How AI Solved the 50-Year-Old Obstacle of Protein Structure Prediction

Just under two decades ago, scientists worldwide were celebrating the systematic sequencing of the entire DNA blueprint. The project took 13 years and was coordinated by a global effort known as the Human Genome Project. The effort was made possible by countless hours, $400 million, and over 2,800 researchers. The result was successful sequencing of 3 billion base pairs. Now, as we enter the 18th year after the completion of the Human Genome Project, the results of this sequencing effort—with the help of artificial intelligence (AI)—have helped diagnose genetic diseases worldwide.

The Next Biological Problem

However, even after the Human Genome Project, another one of biological science’s most intriguing problems still perplexed scientists. Understanding how proteins transform from a lengthy chain of amino acids into a functional three-dimensional shape has long challenged researchers. While scientists have long known that the unique sequences of amino acids within proteins interact with one another to cause the attraction and repulsion forces that lead a protein to fold into shape, not much has been known about the unique three-dimensional shapes themselves.
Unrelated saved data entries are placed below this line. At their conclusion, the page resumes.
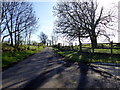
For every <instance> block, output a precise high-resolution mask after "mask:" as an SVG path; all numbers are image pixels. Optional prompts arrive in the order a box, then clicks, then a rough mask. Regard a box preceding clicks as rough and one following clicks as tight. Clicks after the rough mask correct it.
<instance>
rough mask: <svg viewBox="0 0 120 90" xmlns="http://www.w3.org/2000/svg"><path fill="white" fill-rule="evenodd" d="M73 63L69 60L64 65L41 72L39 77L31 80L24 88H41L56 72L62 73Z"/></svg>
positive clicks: (24, 89)
mask: <svg viewBox="0 0 120 90" xmlns="http://www.w3.org/2000/svg"><path fill="white" fill-rule="evenodd" d="M70 66H71V64H70V63H69V62H66V63H65V64H63V65H62V66H59V67H56V68H53V69H50V70H47V71H45V72H43V73H41V74H40V75H39V76H38V77H36V78H35V79H33V80H32V81H30V82H29V83H28V84H27V85H26V86H25V87H24V88H23V89H22V90H26V89H32V90H37V89H38V88H40V87H41V86H42V85H44V84H45V83H46V82H48V81H49V79H51V77H53V76H54V75H56V74H60V73H61V72H62V71H64V70H65V69H66V68H67V67H70Z"/></svg>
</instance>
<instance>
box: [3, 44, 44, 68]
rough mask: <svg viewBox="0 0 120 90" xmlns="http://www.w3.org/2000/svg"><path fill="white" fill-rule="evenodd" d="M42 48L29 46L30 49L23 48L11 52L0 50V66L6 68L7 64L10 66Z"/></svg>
mask: <svg viewBox="0 0 120 90" xmlns="http://www.w3.org/2000/svg"><path fill="white" fill-rule="evenodd" d="M43 49H44V48H43V47H42V46H41V47H39V48H38V47H37V46H31V49H30V50H24V51H13V52H9V51H8V52H2V68H7V67H9V66H11V65H12V64H14V63H17V62H19V61H21V60H23V59H24V58H26V57H28V56H30V55H32V54H34V53H37V52H39V51H41V50H43Z"/></svg>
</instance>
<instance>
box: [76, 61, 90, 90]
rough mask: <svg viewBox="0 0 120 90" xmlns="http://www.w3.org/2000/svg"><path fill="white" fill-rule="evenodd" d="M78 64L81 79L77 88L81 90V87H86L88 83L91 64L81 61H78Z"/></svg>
mask: <svg viewBox="0 0 120 90" xmlns="http://www.w3.org/2000/svg"><path fill="white" fill-rule="evenodd" d="M78 65H79V68H80V79H79V83H78V87H77V90H80V89H81V88H85V87H86V85H87V83H88V77H87V74H88V70H89V66H88V65H86V64H84V63H80V62H79V63H78ZM82 90H83V89H82Z"/></svg>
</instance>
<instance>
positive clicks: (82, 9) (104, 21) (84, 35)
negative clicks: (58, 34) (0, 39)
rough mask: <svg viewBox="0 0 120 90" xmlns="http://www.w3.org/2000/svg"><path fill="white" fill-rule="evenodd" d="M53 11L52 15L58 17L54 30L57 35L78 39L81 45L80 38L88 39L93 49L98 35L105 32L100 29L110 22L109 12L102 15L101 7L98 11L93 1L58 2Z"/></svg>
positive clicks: (103, 34)
mask: <svg viewBox="0 0 120 90" xmlns="http://www.w3.org/2000/svg"><path fill="white" fill-rule="evenodd" d="M54 10H55V12H54V14H55V15H56V16H57V17H58V20H57V21H56V28H55V31H56V32H57V33H62V34H65V35H66V36H67V37H72V38H79V43H81V41H80V38H87V37H90V40H91V43H92V47H94V48H95V47H97V37H98V35H102V34H103V35H105V33H104V32H106V30H103V29H102V27H103V26H104V27H108V24H109V23H110V22H112V14H111V12H108V13H107V14H103V7H100V8H99V9H98V4H97V2H94V1H93V0H88V1H79V0H78V2H60V3H58V4H57V5H56V7H54ZM101 26H102V27H101ZM98 28H99V29H98ZM105 36H107V35H105ZM107 37H108V36H107ZM80 48H81V47H80Z"/></svg>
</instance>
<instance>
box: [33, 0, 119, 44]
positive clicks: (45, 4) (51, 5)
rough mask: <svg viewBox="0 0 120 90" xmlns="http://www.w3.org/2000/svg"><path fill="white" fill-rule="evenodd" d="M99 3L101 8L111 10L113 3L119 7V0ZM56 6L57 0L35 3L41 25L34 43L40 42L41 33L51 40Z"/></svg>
mask: <svg viewBox="0 0 120 90" xmlns="http://www.w3.org/2000/svg"><path fill="white" fill-rule="evenodd" d="M97 1H98V3H99V4H100V5H101V6H103V7H105V8H109V7H110V6H111V5H112V3H115V4H116V5H117V3H118V1H119V0H97ZM55 5H56V2H55V0H54V1H52V0H45V1H44V0H35V1H34V2H33V8H34V10H35V12H36V16H37V17H38V18H39V22H38V24H39V25H40V26H39V28H37V31H36V32H34V34H33V36H32V40H33V41H39V39H38V37H37V35H39V34H40V32H44V33H45V34H46V35H48V37H49V39H51V35H52V32H53V28H54V22H55V17H54V16H53V6H55ZM114 33H115V37H113V38H112V39H113V41H114V42H117V41H118V40H117V38H118V36H117V33H116V32H114ZM59 41H60V40H59ZM87 42H88V41H87Z"/></svg>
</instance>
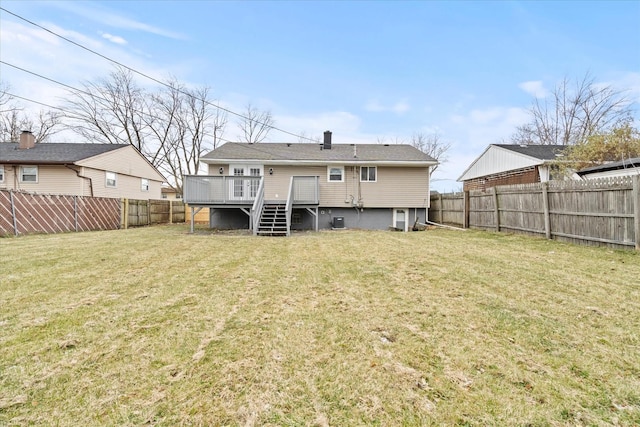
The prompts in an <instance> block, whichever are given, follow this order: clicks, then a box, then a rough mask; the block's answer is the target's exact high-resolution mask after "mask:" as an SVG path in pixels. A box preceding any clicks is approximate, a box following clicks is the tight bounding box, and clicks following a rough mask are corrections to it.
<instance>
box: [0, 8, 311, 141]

The shape is an extremely important characteristic of a protein. The way a protein has folded exposes unique amino acids and binding sites. Through these binding sites, proteins can interact with other molecules and carry out their primary functions. Advanced knowledge about protein shape can aid researchers in creating biopharmaceuticals designed to interact with these binding sites. In addition, with this knowledge, researchers can create synthetic proteins that replicate organic protein shapes for use in biotechnologies that require proteins of a desired shape and function.

How AI Found the Solution

Since before the Vietnam War, researchers have recognized that mapping the full amino acid sequence of a protein could enable them to predict its shape. However, this process progressed slowly. In the 1990s, a competition was established to hasten the project. Critical Assessment of Protein Structure Prediction (CASP), assigned contestants 100 proteins for which amino acid sequences remained unknown and allowed some groups to utilize laboratory methods to find the sequences, while others utilized computerized predictions. Then, the two sets of results were compared, and the computerized predictions were scored on a scale of zero to 100 depending on how closely they match.

In 2020, a team from the UK known as DeepMind developed a deep learning algorithm called AlphaFold to identify information learned from enormous swaths of protein sequencing and structural data. Using this learned data from 170,000 known proteins, AlphaFold was able to piece together amino acid links in small pockets before connecting the pieces in ways that made structural sense. The result? Excellent scores averaging 92.4, with an impressive 87 (25 whole points above the average of the rest of the field) on the most challenging and large proteins.

Future Impacts of AI

Machine learning and AI have accomplished what decades of research and x-ray crystallography were still studying—accurate predictions and depictions of structure for many of the world’s most mysterious proteins. As a condition of participation, DeepMind has released information about the AlphaFold method. Even now, others may be adapting their strategies to incorporate AI to analyze and predict the protein structures of new disease-causing pathogens. The result may be a quicker path to therapeutic compounds known to interact with them.

While there are still many things left to unanswered, one thing is sure—AI has played a critical role in unraveling questions that have been around for over 50 years. There’s no telling what problems it could tackle next.